Where’s All This Money Going?
Finance Still Rules the Roost
No surprises here—finance projects are hogging 51% of all crypto VC deals. We’re talking about both traditional DeFi protocols and centralised finance platforms. Apparently, when it comes to crypto, everyone still wants to be the bank.
Infrastructure Gets Its Moment
Infrastructure deals are having their time in the sun, thanks largely to some massive funding rounds for companies like Bitmain and TWL Miner. These are the picks-and-shovels plays of crypto—the unglamorous but essential stuff that keeps the whole ecosystem running.
Layer 1s and 2s Take a Backseat
Blockchain layer 1 and layer 2 network deals have practically vanished, now accounting for just 2% of funding. Remember when every other crypto startup was building “the next Ethereum killer”? Those days seem to be over.
AI Meets Crypto (Because Of Course It Does)
Meanwhile, AI-focused crypto projects are quietly climbing, now grabbing 5% of total deal volume. Because if there’s one thing better than the hottest tech trend, it’s two hottest tech trends mashed together.
Quality Over Quantity: The New VC Playbook
While total funding has exploded, the actual number of deals has dropped. Translation? VCs are writing bigger checks to fewer companies. The average funding round hit a record $20 million in H1 2025—a massive rebound from the post-2022 crash doldrums.
This shift tells us something important: the spray-and-pray approach of previous cycles is dead. Investors want proven teams, real products, and actual revenue. Imagine that.
What This Means for Crypto’s Future
This funding surge isn’t just about speculation—it’s about building. With more capital flowing to infrastructure and finance solutions, we’re seeing the foundation being laid for crypto’s next phase of growth.
The regulatory clarity following recent political shifts has clearly opened the floodgates. When institutional investors feel safer, everyone benefits. And with average deal sizes hitting record highs, we’re likely to see more mature, well-funded projects emerging over the next few years.

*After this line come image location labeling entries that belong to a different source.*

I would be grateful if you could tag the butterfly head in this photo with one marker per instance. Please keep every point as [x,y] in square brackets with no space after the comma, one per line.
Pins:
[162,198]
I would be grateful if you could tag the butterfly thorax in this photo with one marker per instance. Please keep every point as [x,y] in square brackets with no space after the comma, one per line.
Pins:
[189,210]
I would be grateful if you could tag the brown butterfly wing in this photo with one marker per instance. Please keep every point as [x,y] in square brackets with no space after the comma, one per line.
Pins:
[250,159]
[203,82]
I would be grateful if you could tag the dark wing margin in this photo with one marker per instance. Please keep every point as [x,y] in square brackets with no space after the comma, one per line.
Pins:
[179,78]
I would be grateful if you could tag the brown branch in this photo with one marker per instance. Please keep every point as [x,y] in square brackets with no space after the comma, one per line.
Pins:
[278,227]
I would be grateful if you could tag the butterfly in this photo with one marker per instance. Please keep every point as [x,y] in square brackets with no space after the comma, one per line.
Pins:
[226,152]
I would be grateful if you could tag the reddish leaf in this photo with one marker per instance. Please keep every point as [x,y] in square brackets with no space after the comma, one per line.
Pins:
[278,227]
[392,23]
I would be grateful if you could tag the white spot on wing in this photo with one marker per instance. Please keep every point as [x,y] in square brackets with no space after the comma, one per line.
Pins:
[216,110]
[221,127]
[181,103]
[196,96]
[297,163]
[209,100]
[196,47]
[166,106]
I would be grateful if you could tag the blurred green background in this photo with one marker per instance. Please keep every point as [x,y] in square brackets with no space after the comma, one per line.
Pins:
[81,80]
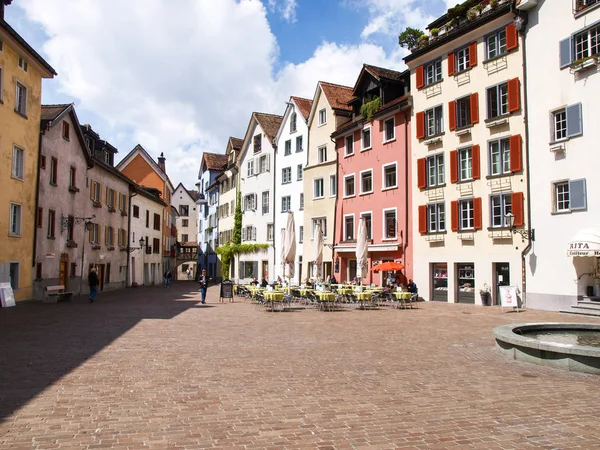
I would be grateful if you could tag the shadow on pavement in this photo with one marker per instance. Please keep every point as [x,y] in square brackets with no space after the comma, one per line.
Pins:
[40,343]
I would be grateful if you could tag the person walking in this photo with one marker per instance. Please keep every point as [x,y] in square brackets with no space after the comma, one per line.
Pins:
[203,280]
[93,283]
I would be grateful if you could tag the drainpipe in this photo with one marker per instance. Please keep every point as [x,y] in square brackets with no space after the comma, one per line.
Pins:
[522,32]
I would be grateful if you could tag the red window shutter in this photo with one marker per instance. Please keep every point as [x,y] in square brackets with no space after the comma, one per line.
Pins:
[421,173]
[517,208]
[512,39]
[472,54]
[452,114]
[420,125]
[453,166]
[454,214]
[474,100]
[476,162]
[422,219]
[451,63]
[516,157]
[420,77]
[514,95]
[477,213]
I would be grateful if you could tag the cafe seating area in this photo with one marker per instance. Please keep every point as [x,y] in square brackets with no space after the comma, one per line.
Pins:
[326,297]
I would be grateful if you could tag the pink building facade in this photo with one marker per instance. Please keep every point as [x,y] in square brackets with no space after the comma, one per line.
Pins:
[373,173]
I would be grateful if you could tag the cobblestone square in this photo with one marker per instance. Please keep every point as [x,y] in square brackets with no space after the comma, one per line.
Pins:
[154,368]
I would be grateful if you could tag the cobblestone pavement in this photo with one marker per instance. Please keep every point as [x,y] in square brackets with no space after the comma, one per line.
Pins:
[153,368]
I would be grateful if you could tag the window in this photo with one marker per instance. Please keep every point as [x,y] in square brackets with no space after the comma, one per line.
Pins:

Ready to dive deeper into crypto investment trends? Keep an eye on our market analysis for the latest funding data and startup spotlights.
FAQ
Q1: Is 2025 really on track to be the biggest crypto funding year ever?
A: Based on current data, absolutely. With $16.5B raised in just six months, 2025 has already surpassed previous record years. If the second half maintains even half this pace, we’ll see new all-time highs.
Q2: Why are layer 1 and layer 2 blockchain projects getting less funding?
A: The market has matured past the “build another blockchain” phase. Investors now prefer projects that build on existing infrastructure rather than reinventing the wheel. Plus, most major scaling solutions already exist.
Q3: What’s driving the surge in average deal sizes?
A: VCs are being more selective, choosing to make larger bets on fewer companies with proven traction. This reflects a shift from the experimental approach of previous cycles to more traditional venture investing principles.
Q4: How important was the 2024 U.S. election for crypto funding?
A: Extremely important. The funding surge correlates directly with post-election regulatory optimism. When policy uncertainty decreases, institutional capital flows more freely into crypto ventures.
Q5: Should I expect this funding pace to continue?
A: While impossible to predict perfectly, the fundamentals look strong. Regulatory clarity, institutional adoption, and proven business models suggest this isn’t just another speculative bubble—though crypto markets remain inherently volatile.